Composites by Examples
Unsharp Masking (II)
2. The processing
Now you learned how work theoretically the unsharp masking, let's using it.
This is the main part of the processing but also the most heavy. It requests to create an unsharp mask by using a gaussian filter (low-pass) according a threshold to experiment. This averaging will remove the grain in the low light areas.
Most of advanced software provide for this step a mask function which algorithm is subdivised in several logical tasks, some being other masks hidden in iconized functions for your convenience :
- Display of an histogram or light curve of the raw image in order to manage easier the light distribution widespread in pixels
- Select the area and the extend to correct on the image or its light curve
- Define the weight of your mask
- Apply a gaussian blur function.
At that point most software provide an "Undo" function is case of your threshold or the attended effect is not satisfying.
This is during this step you can also handle many other filtering functions, subprocessing of the first. You can for example reduce stars appearance, sharpening their edges and rounding their aspect using specific algorithms, like the "feather" in Picture Windows Pro or Kazuyuki Tanaka's antiblooming routine.
Depending on your objective and skills, this image will probably present no more contrasted details, no more high frequencies, but only a fuzzy "blop" poorly similar to your raw image. In other circumstances you will get a sharper image with a better contrast.
If you use the gaussian filter to create an unsharp mask you should now subtract (or Add negatively) this mask from your original raw image. The result is an image which only contains high frequencies but also noise generated by the subject itself when the exposure was taken.
Multiply logically this result up to 10 times, also to experiment.
Not all programs provide this option which can be included by default in the threshold slider or similar tools.
For the last step you finally add the "multiplied" image to your original raw image.
Here also, not all programs provide this option which can be included by default in the threshold slider or similar tools.
Like by magic the new image will look like the original but all features will be enhanced, both in dim and bright areas. In fact all small scale details are now enhanced by a factor you defined two steps before.
There are not numerous. The first one is the Gibbs effect or "black eyes" effect already introduced in the previous page.
If you push the third step to far, enhancing too much a raw image presenting a low contrast, after processing artefacts may appear near area of highest contrast like stars, isolated satellites and in a lower proportion near the line of terminator, the limb of planets and Saturn's rings.
The Gibbs effect appears mainly on deep-sky objects, subjects that exhibit by excellence low-contrast surfaces. As you can see it quite often, bright stars are circled with a black ring - hence the nickname "black eye" - and vice versa dimmer objects display a small bright ring. Such features look like a diffraction ring and are sometimes linked to the subject itself but most of them are artefacts that you must absolutely avoid to create. A similar unconvenient occurs when using the Maximal Entropy, Lucy-Richardson or VanCittert function. This effect cannot be suppressed excepting by reducing your filtering intensity.
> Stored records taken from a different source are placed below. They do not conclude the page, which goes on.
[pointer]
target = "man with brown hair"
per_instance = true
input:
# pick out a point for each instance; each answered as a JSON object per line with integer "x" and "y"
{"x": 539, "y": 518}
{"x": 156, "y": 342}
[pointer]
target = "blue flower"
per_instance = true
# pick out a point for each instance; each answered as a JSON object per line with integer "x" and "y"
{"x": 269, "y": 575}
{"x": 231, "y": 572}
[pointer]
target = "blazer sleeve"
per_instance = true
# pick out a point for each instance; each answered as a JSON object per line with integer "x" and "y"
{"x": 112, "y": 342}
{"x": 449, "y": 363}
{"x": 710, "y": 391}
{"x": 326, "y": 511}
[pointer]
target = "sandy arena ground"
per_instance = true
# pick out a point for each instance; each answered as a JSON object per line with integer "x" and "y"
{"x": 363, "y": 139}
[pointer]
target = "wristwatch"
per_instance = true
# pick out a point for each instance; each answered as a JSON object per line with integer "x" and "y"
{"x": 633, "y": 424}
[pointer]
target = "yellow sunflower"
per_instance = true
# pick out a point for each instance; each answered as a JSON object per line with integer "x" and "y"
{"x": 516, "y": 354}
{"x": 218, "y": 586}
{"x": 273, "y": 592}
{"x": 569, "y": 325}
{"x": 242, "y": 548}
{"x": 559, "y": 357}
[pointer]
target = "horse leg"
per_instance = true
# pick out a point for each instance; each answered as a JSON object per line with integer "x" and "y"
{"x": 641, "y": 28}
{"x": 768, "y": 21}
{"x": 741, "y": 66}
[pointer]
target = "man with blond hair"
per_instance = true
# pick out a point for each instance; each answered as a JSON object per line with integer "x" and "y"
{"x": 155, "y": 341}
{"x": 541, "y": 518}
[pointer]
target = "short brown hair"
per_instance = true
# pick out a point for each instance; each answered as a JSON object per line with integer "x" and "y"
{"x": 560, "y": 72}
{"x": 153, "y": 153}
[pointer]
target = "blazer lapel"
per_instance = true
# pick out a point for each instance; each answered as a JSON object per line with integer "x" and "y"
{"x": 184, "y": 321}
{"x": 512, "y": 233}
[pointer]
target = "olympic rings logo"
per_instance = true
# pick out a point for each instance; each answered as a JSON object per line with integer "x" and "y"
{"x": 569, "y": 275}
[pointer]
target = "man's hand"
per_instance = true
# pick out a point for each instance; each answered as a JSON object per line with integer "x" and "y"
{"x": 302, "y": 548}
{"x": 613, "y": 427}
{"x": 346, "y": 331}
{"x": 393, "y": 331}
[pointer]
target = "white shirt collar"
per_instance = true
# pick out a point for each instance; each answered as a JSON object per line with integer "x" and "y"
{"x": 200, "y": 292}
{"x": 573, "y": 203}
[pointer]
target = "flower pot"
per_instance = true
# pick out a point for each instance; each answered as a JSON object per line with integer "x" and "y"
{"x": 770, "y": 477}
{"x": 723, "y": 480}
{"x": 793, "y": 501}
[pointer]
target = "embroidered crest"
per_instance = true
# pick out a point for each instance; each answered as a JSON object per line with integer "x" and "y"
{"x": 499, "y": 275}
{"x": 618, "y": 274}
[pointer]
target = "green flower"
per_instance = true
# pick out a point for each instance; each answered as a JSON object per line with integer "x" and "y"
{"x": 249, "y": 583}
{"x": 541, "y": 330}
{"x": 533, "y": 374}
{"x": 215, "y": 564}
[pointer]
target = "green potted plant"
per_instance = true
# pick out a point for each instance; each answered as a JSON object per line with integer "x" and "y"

The second effect is directly linked to the high-pass filter : the noise amplification. Trying to improve your small scales details using an unsharp mask, you amplify in the same time the noise hidden in these high frequencies. The issue finds its explanation in the quantum nature of light and signal-to-noise ratio of your raw image. As the noise is proportional to the square root of the signal (for example S/N=100, N=10), once amplified by your intermediate steps, the signal-to-noise is reduced drastically (S/N=10) but the noise itself reached a threshold where it is sometimes superior to features you have tried to preserve. At that point your small features are on par with the noise.
To solve these two problems there is no compromise : you have to get good raw images or to program an algorithm to reduce those spike noises.
To solve this last problem, programs are available to Meade (not perfect) and to some amateurs. Solving the first problem and get good raw images means using a sturdy equatorial mount, a scope collimated with accuracy, stabilized in temperature, performing an excellent focusing and to picture when the seeing is at its best; nothing less, but this is the price to pay for the high resolution as Pr.Jean Dragesco explained us in another page written in French.